METHOD OF APPLICATION: in agar (plate incorporation)

DURATION
- Exposure duration: 48-72 h at 37 ± 2 °C

NUMBER OF REPLICATIONS:
Duplicate plates/dose

DETERMINATION OF CYTOTOXICITY
- Method: The condition of the bacterial background lawn was evaluated for evidence of test substance toxicity by using a dissecting microscope. Precipitate was evaluated after the incubation period by visual examination without magnification.

- OTHER:
- Solubility Test: A solubility test was conducted using sterile water and DMSO to determine the vehicle, selected in order of preference, that permitted preparation of the highest soluble or workable stock concentration up to 50 mg/mL for aqueous solvents and up to 500 mg/mL for organic solvents.
- Revertant colonies for a given tester strain and activation condition, except for positive controls, were counted either entirely by automated colony counter or entirely by hand unless the plate exhibited toxicity.
- Sterility of the test substance and the vehicle, all test substance dose levels and the vehicle used in the initial toxicity-mutation and confirmatory mutagenicity assays were plated on selective agar with an aliquot volume equal to that used in the assay. These plates were incubated under the same conditions as the assay.

Evaluation criteria:

The following criteria must be met for the initial toxicity-mutation and the confirmatory mutagenicity assays to be considered valid.
All Salmonella tester strain cultures must demonstrate the presence of the deep rough mutation (rfa) and the deletion in the uvrB gene. Cultures of tester strains TA98 and TA100 must demonstrate the presence of the pKM101 plasmid R-factor. All WP2 uvrA cultures must demonstrate the deletion in the uvrA gene.
All cultures must demonstrate the characteristic mean number of spontaneous revertants in the vehicle controls as follows (inclusive): TA98, 10 - 50; TA100, 80 - 240; TA1535, 5 - 45; TA1537, 3 - 21; WP2 uvrA, 10 - 60.
To ensure that appropriate numbers of bacteria are plated, tester strain culture titers must be greater than or equal to 0.3x10^9 cells/mL.
The mean of each positive control must exhibit at least a 3.0-fold increase in the number of revertants over the mean value of the respective vehicle control.
A minimum of four non-toxic dose levels is required to evaluate assay data.
A dose level is considered toxic if one or both of the following criteria are met: (1) A >50 % reduction in the mean number of revertants per plate as compared to the mean vehicle control value.
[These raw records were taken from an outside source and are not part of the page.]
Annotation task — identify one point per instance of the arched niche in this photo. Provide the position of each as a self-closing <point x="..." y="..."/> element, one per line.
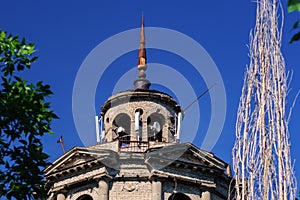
<point x="179" y="196"/>
<point x="85" y="197"/>
<point x="122" y="126"/>
<point x="155" y="124"/>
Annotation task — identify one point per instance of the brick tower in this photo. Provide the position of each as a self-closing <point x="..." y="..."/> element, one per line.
<point x="140" y="157"/>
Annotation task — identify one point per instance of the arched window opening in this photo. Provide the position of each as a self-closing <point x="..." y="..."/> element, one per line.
<point x="155" y="123"/>
<point x="121" y="127"/>
<point x="179" y="196"/>
<point x="85" y="197"/>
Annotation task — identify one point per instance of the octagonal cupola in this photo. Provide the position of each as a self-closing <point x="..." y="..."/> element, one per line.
<point x="141" y="114"/>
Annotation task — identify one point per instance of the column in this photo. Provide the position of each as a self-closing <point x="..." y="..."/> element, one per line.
<point x="103" y="189"/>
<point x="156" y="190"/>
<point x="60" y="196"/>
<point x="205" y="195"/>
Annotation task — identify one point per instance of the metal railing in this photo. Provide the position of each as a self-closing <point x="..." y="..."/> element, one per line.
<point x="133" y="146"/>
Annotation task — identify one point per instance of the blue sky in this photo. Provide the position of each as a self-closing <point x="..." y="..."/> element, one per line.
<point x="66" y="32"/>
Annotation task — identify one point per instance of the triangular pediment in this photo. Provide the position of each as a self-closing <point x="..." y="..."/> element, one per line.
<point x="79" y="156"/>
<point x="185" y="154"/>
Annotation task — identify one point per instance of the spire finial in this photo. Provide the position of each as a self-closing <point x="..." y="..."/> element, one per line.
<point x="142" y="82"/>
<point x="142" y="59"/>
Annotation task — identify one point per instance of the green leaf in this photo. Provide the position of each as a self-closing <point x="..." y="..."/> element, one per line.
<point x="293" y="5"/>
<point x="296" y="24"/>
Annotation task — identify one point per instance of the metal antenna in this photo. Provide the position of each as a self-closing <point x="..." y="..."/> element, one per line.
<point x="61" y="144"/>
<point x="201" y="95"/>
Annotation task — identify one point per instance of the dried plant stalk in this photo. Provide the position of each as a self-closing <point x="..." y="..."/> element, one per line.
<point x="261" y="154"/>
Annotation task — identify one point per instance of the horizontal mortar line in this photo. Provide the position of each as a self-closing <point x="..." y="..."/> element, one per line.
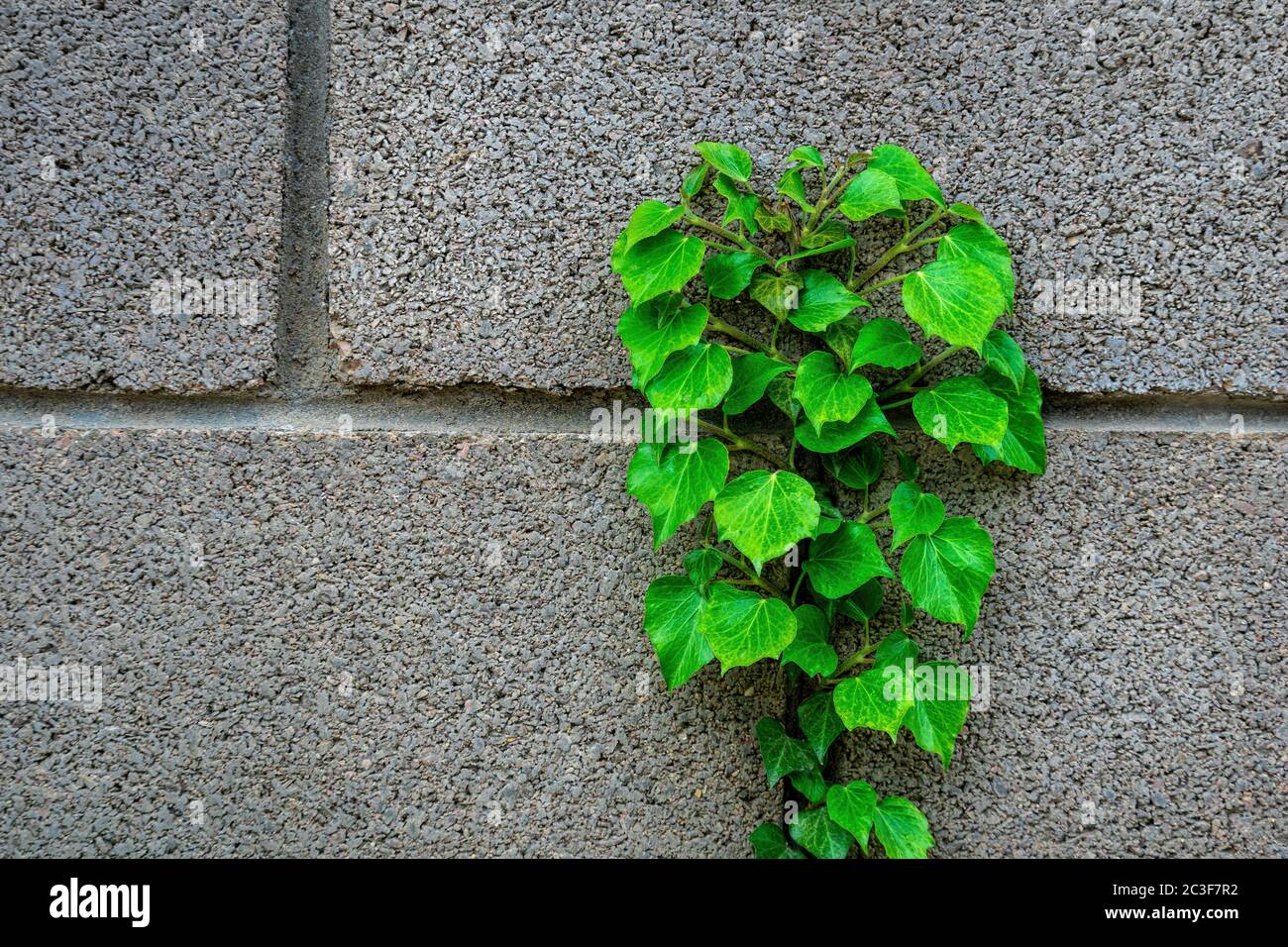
<point x="484" y="408"/>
This reduction must be accompanied by an abrupt dose-dependent drop in the revertant count. (2) At least a moderate reduction in the background lawn (background code 3, 4 or 5).

Statistics:

None

Results and discussion

Additional information on results:

TEST-SPECIFIC CONFOUNDING FACTORS
-Solubility: DMSO was selected as the solvent of choice based on the solubility of the test substance and compatibility with the target cells. The test substance formed a clear solution in DMSO at approximately 500 mg/mL, the maximum concentration tested in the solubility test.
- Precipitation: No precipitate was observed.

MUTATION ASSAY
Initial Toxicity-Mutation Assay: In Experiment B1 (Initial Toxicity-Mutation Assay), the maximum dose tested was 5000 μg/plate; this dose was achieved using a concentration of 100 mg/mL and a 50 μL plating aliquot. The dose levels tested were 1.5, 5.0, 15, 50, 150, 500, 1500 and 5000 μg/plate. No positive mutagenic responses were observed with tester strains TA98, TA100, TA1535 or WP2 uvrA in either the presence or absence of S9 activation. No precipitate was observed. Toxicity was observed beginning at 1500 or at 5000 μg/plate with all Salmonella tester strains. Due to confluent bacterial growth, tester strain TA1537 was not evaluated for mutagenicity but was retested in Experiment B2 based on the precipitate and toxicity profile observed (i.e., toxicity at 5000 μg/plate and no precipitate). Based on the findings of the initial toxicity-mutation assay, the maximum dose plated in the retest and confirmatory mutagenicity assays was 5000 μg/plate.
In Experiment B2 (Retest of the Initial Toxicity-Mutation Assay), no positive mutagenic responses were observed with tester strain TA1537 in either the presence or absence of S9 activation. The dose levels tested were 5.0, 15, 50, 150, 500, 1500 and 5000 μg/plate. No precipitate was observed. Toxicity was observed at 5000 μg/plate.
Confirmatory Mutagenicity Assay: In Experiment B3 (Confirmatory Mutagenicity Assay), no positive mutagenic responses were observed with any of the tester strains in either the presence or absence of S9 activation. The dose levels tested were 5.0, 15, 50, 150, 500, 1500 and 5000 μg/plate. No precipitate was observed. Toxicity was observed beginning at 1500 or at 5000 μg/plate with all Salmonella tester strains.

OTHERS:
Sterility results: No contaminant colonies were observed on the sterility plates for the vehicle control, the test substance dilutions or the S9 and Sham mixes.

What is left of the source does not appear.